L'article signé par Ron Fouchier dans Science du 21 juin fait état des mêmes méthodes et résultats que la première version. "Aucune des données originales n'a été retirée", précise le chercheur dans un communiqué. En revanche, anticipant que leur lectorat serait bien plus large que celui d'une publication classique dans Science, les auteurs ont davantage développé certains aspects (objectifs de leurs recherches, bénéfices en termes de santé publique...) et fait un effort de clarté.
Pour comprendre comment des virus de grippe aviaire peuvent s'adapter à des mammifères, ils ont d'abord étudié les mutations qui ont conduit à l'émergence des germes des pandémies grippales de 1918, 1957 et 1968. Les chercheurs rappellent en effet que, jusqu'ici, toutes les grandes épidémies de grippe ont été le fait de virus capables de se propager d'un individu à l'autre par voie aérienne (par l'intermédiaire des germes présents dans les gouttelettes et aérosols générés par les malades quand ils toussent et éternuent).

INOCULATION DU VIRUS MUTÉ
Trois mutations considérées comme cruciales ont d'abord été introduites dans un virus H5N1. Puis ce germe modifié a été utilisé pour infecter par voie nasale des furets. Pour faciliter l'adaptation du H5N1 à ce mammifère, les chercheurs ont effectué dix passages successifs (le virus inoculé au premier furet a été prélevé quand celui-ci est devenu malade ; il a été instillé dans les narines d'un deuxième cobaye, reprélevé pour être inoculé à un troisième...). Après cette série de passages, le H5N1 modifié est devenu contagieux par voie respiratoire, infectant des furets sains placés dans des cages à proximité.

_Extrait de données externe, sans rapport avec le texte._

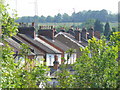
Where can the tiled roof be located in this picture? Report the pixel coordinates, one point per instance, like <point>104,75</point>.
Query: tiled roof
<point>15,45</point>
<point>56,43</point>
<point>70,37</point>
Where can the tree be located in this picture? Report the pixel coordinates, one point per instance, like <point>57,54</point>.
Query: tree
<point>89,23</point>
<point>13,73</point>
<point>98,66</point>
<point>107,29</point>
<point>98,26</point>
<point>64,76</point>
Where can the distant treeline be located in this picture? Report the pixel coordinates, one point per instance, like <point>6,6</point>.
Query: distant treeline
<point>83,16</point>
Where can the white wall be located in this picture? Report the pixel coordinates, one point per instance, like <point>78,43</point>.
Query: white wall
<point>72,58</point>
<point>50,59</point>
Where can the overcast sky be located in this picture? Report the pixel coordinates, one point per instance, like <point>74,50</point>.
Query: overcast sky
<point>52,7</point>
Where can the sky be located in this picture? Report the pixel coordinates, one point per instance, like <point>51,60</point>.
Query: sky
<point>53,7</point>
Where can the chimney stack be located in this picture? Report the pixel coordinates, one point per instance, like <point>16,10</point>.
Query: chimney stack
<point>30,31</point>
<point>56,62</point>
<point>84,34</point>
<point>91,32</point>
<point>77,34</point>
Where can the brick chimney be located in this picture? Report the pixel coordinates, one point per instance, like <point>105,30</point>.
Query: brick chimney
<point>97,34</point>
<point>29,31</point>
<point>84,33</point>
<point>77,35</point>
<point>91,32</point>
<point>49,33</point>
<point>56,62</point>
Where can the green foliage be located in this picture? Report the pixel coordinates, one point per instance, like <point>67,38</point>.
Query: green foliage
<point>107,29</point>
<point>64,76</point>
<point>9,27</point>
<point>98,66</point>
<point>17,73</point>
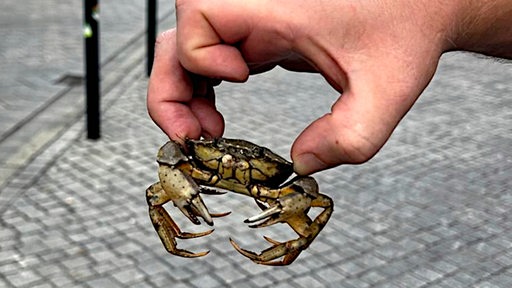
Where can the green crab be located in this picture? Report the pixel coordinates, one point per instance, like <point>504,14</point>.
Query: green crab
<point>200,166</point>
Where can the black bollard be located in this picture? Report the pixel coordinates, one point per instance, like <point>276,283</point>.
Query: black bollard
<point>92,67</point>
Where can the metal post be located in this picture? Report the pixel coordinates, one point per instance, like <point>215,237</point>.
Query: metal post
<point>151,30</point>
<point>92,67</point>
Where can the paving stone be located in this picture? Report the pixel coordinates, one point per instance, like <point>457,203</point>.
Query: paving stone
<point>431,210</point>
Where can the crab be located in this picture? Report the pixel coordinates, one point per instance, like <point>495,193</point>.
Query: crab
<point>205,166</point>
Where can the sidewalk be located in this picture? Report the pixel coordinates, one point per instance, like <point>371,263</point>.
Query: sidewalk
<point>432,209</point>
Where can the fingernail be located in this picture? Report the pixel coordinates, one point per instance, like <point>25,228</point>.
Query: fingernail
<point>307,163</point>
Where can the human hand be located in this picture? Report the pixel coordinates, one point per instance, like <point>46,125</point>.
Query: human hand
<point>379,55</point>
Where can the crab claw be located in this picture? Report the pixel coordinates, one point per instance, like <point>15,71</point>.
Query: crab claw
<point>184,192</point>
<point>168,230</point>
<point>290,250</point>
<point>284,209</point>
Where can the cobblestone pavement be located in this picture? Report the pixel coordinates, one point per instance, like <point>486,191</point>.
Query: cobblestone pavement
<point>432,209</point>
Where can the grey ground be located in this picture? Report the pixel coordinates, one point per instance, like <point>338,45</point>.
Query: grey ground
<point>432,209</point>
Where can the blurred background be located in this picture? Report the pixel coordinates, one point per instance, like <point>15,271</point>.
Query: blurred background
<point>432,209</point>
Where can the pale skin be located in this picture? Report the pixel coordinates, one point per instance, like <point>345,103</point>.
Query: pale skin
<point>379,55</point>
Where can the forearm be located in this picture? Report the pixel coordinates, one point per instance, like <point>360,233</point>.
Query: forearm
<point>485,26</point>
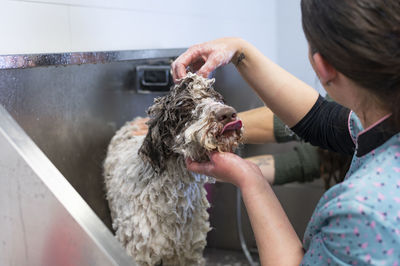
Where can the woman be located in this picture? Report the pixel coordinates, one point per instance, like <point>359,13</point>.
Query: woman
<point>354,50</point>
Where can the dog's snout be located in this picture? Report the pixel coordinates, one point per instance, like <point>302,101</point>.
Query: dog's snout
<point>226,113</point>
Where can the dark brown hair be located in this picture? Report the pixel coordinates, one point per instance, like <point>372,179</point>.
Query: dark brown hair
<point>361,39</point>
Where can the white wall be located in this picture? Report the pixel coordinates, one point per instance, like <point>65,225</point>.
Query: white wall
<point>292,47</point>
<point>51,26</point>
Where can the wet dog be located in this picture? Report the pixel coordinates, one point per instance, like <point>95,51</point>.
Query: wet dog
<point>158,207</point>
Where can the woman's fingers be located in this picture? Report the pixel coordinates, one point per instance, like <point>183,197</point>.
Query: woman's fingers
<point>205,57</point>
<point>184,60</point>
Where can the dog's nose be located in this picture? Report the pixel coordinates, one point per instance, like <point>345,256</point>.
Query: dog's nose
<point>226,113</point>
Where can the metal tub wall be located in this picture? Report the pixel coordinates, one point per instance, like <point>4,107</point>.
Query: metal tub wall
<point>71,112</point>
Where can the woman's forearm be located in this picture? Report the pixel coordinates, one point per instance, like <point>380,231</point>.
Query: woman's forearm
<point>277,241</point>
<point>258,125</point>
<point>288,97</point>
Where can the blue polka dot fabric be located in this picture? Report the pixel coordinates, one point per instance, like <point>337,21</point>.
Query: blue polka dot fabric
<point>357,222</point>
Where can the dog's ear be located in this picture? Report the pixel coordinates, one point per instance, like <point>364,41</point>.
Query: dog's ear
<point>168,117</point>
<point>153,149</point>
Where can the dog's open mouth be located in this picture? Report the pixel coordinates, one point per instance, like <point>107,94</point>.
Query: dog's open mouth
<point>231,127</point>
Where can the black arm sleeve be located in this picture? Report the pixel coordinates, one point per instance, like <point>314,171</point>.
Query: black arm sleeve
<point>326,126</point>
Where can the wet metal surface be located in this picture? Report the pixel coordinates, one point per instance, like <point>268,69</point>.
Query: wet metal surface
<point>40,60</point>
<point>43,220</point>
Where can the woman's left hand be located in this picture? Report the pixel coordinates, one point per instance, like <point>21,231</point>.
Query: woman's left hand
<point>227,167</point>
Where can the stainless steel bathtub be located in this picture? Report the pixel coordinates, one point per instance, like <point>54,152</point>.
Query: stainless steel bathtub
<point>58,112</point>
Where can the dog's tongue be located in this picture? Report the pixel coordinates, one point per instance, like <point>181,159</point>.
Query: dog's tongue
<point>232,126</point>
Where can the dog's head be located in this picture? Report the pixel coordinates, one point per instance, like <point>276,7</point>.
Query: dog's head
<point>191,120</point>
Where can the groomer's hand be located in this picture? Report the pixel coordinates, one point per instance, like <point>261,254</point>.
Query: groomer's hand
<point>228,167</point>
<point>206,57</point>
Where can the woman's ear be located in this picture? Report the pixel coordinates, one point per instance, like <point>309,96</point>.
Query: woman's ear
<point>325,71</point>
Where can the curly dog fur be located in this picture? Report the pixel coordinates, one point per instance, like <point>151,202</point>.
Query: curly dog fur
<point>159,208</point>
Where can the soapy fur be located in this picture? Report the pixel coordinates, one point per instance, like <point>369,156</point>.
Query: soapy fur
<point>159,208</point>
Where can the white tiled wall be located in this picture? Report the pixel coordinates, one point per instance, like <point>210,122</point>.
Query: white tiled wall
<point>50,26</point>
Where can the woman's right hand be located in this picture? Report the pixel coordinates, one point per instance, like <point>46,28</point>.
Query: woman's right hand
<point>206,57</point>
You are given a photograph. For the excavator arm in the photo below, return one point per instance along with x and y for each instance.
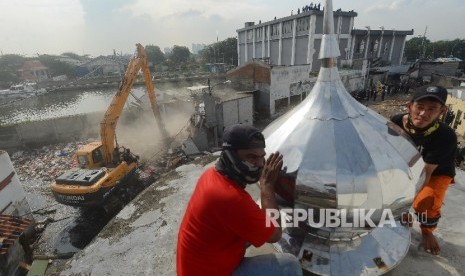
(110, 119)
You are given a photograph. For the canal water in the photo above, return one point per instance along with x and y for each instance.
(56, 104)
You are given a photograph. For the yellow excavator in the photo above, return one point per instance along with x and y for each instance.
(105, 168)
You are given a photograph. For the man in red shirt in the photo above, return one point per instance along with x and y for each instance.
(222, 218)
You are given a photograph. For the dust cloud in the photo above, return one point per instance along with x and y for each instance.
(143, 136)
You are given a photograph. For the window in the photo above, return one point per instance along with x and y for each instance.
(303, 24)
(249, 35)
(275, 29)
(361, 46)
(258, 34)
(287, 27)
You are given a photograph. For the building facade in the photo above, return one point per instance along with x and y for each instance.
(296, 39)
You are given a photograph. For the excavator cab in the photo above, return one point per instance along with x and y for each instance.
(90, 156)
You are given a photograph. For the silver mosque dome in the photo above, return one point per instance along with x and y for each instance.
(339, 154)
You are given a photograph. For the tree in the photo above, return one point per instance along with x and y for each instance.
(413, 48)
(9, 66)
(443, 48)
(154, 54)
(56, 67)
(180, 54)
(73, 55)
(221, 52)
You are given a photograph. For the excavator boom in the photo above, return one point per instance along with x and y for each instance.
(105, 171)
(110, 119)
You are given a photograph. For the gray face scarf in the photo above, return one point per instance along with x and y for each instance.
(239, 171)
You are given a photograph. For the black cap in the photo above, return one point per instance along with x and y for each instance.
(243, 137)
(431, 91)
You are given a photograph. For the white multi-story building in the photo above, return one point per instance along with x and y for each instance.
(295, 40)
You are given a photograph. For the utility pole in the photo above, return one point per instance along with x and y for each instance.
(423, 45)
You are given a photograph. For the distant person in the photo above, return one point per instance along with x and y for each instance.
(437, 144)
(221, 218)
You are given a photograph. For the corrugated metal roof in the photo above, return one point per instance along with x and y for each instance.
(11, 227)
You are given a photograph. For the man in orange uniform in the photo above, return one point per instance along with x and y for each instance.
(437, 144)
(221, 218)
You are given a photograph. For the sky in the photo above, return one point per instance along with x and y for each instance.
(97, 27)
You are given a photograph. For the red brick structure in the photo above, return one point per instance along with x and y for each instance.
(33, 70)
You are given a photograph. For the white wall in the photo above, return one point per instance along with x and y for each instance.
(12, 196)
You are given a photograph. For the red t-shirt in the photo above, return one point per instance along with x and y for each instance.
(220, 219)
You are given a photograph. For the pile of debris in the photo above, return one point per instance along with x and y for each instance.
(45, 163)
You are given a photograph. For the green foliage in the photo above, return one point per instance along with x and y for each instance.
(220, 52)
(154, 55)
(180, 54)
(417, 48)
(73, 56)
(9, 66)
(56, 67)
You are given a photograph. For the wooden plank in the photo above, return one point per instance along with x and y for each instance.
(38, 268)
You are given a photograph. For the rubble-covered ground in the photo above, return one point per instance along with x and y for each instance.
(37, 168)
(67, 229)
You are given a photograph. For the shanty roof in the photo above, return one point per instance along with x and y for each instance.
(11, 227)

En revanche, et contrairement à ce que les chercheurs avaient initialement laissé entendre, les mutants se sont révélés moins virulents qu'un H5N1 sauvage, ne tuant pas les animaux infectés. En étudiant leurs caractéristiques génétiques, ils ont retrouvé un minimum de cinq mutations, soit deux en plus des trois qu'ils avaient introduites.
Ces recombinaisons génétiques pourraient-elles se produire spontanément et être à l'origine d'une pandémie ? Dans un deuxième article, cosigné par Yoshihiro Kawaoka, les chercheurs néerlandais ont tenté de modéliser ce risque. Selon eux, aucune estimation précise ne peut être avancée, mais ils soulignent que certaines des mutations nécessaires ont déjà été repérées dans des H5N1 et que les autres peuvent survenir chez un seul hôte mammifère. "Nos données suggèrent qu'il ne faut pas prendre à la légère les plans d'éradication du H5N1 ; nous devons stopper les épidémies dans les élevages de volailles avec un plus grand sens de l'urgence", insiste Fouchier.
Pour Jean-Claude Manuguerra (Institut Pasteur, Paris), cette publication devrait en tout cas clore la polémique sur le risque d'usage malveillant, car "cet article n'a rien d'un manuel pour terroristes". C'est aussi, selon le virologue, la confirmation que ces recherches ne nécessitaient pas un laboratoire de haute sécurité P4, le mutant H5N1 restant sensible aux antiviraux et vaccins.